Bordé d’une rambarde métallique, c’est le débouché de l’escalier. Il y a quatre portes, dont deux en vis-à-vis à chaque extrémité du palier. Le plafonnier grésille et clignote par moments. Près de la porte de l’appartement 41, le vide-ordure a été mal refermé. Sur les bords de la trappe, on voit des traces de légumes trop cuits, et au sol des déchets de chou-fleur réduits en purée, comme si on avait jeté à la hâte, peut-être violemment, le contenu d’un plat. Une odeur persistante de chou a envahi le palier. Derrière la porte, on entend des éclats de voix. Une voix masculine gronde, une voix féminine répond. Le plafonnier s’éteint. Bruit de gifle.
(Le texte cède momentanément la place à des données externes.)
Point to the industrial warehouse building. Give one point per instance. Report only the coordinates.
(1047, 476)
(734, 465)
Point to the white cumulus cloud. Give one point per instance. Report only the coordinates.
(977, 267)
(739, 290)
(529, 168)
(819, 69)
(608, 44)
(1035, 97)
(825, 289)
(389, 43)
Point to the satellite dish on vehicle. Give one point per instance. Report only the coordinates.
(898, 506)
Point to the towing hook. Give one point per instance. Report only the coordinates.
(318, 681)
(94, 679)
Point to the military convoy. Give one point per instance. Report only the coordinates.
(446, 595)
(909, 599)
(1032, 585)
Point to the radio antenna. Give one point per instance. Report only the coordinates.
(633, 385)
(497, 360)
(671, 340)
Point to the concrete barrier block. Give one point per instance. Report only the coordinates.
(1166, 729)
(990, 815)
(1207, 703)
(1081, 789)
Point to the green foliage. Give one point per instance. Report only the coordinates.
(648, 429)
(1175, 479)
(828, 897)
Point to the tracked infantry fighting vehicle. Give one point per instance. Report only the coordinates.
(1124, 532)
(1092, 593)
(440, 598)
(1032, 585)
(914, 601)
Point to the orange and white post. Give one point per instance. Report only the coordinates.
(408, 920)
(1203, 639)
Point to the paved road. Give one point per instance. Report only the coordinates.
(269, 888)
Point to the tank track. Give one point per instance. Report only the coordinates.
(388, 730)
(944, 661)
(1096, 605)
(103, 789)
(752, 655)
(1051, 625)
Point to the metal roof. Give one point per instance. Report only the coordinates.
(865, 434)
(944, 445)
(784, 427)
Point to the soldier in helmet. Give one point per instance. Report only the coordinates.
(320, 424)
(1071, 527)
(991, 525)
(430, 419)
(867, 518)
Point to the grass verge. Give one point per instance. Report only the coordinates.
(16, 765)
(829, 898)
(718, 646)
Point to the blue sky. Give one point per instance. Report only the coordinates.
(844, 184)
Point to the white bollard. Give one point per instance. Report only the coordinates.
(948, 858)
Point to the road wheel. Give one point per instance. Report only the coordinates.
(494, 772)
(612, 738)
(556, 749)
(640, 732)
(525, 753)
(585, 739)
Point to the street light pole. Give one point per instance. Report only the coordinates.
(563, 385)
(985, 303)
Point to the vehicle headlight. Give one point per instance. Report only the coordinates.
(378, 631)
6. Salle de bains, intérieur.
La pièce est très petite, sans fenêtre. A gauche, un grand placard. À droite, une petite baignoire sabot. Sur le mur du fond, une armoire de toilette à trois portes-miroirs. La rampe d’éclairage au néon diffuse une lumière blafarde.
Sur le lavabo, on a laissé un mouchoir de coton blanc taché, des glaçons en train de fondre, des rondelles de concombre et une pomme de terre épluchée coupée en deux, ainsi qu’un tube de fond de teint non rebouché.
7. Chambre, intérieur jour.
Le lit est défait, encadré de deux tables de nuit en plastique blanc. Sur celle de droite, un réveille-matin de marque Jaz. De forme carrée, il est posé sur un socle et un pied de plastique rouge. Sur le chevet de gauche, une plaquette de pilules roses et blanches et un thermomètre.
Jetées sur le lit, côté gauche, des lunettes noires.
Sur la vitre mouillée de pluie, les gouttes glissent, s’accrochent, partent de biais et ne se résignent pas à tomber…
Très cinématographique votre texte, on se sent caméra qui dépose sur les objets un regard indifférent, sans valeur affective, pratique ou économique. Objets aussi nécessaires qu’un lieue vie quotidien.
Je ne sais pourquoi mais je vois vos Objets ponctuant le quotidien comme les petits cailloux blancs du Petit Poucet.
oui en effet, ce sont des petits cailloux: j’essaie d’explorer une piste, je ne sais si elle me mènera quelque part.
Beaucoup aimé la précision, les couleurs des objets, le marquage d’une époque. Merci
Merci Louise!
C’est graphique et pas vraiment engageant. Mais je pose la question « qu’est-ce qu’on mange » ?
que mangent les anorexiques?
Beaucoup aimé votre texte et la façon que vous avez trouvée de répondre à la proposition.
Merci Émilie. Comme vous, j’ai eu du mal avec cette proposition. J’ai donc essayé de continuer sur la fiction commencée en #8, sous cet angle. Je reprendrai peut-être plus tard.
Merci pour ce texte fort et riche qui ouvre beaucoup de pistes, l’espace est extrêmement bien évoqué, (plan, couleurs, matières, odeurs) sous ses aspects factuels, on devine des conditions de vie difficile et le mal être du personnage féminin dont on devine la maladie.
Merci George pour ce texte d’une précision clinique, en le lisant j’ai l’impression qu’il peut se dérouler à l’infini. Je découvre aussi l’odeur douce et tenace de la pulpe de betterave.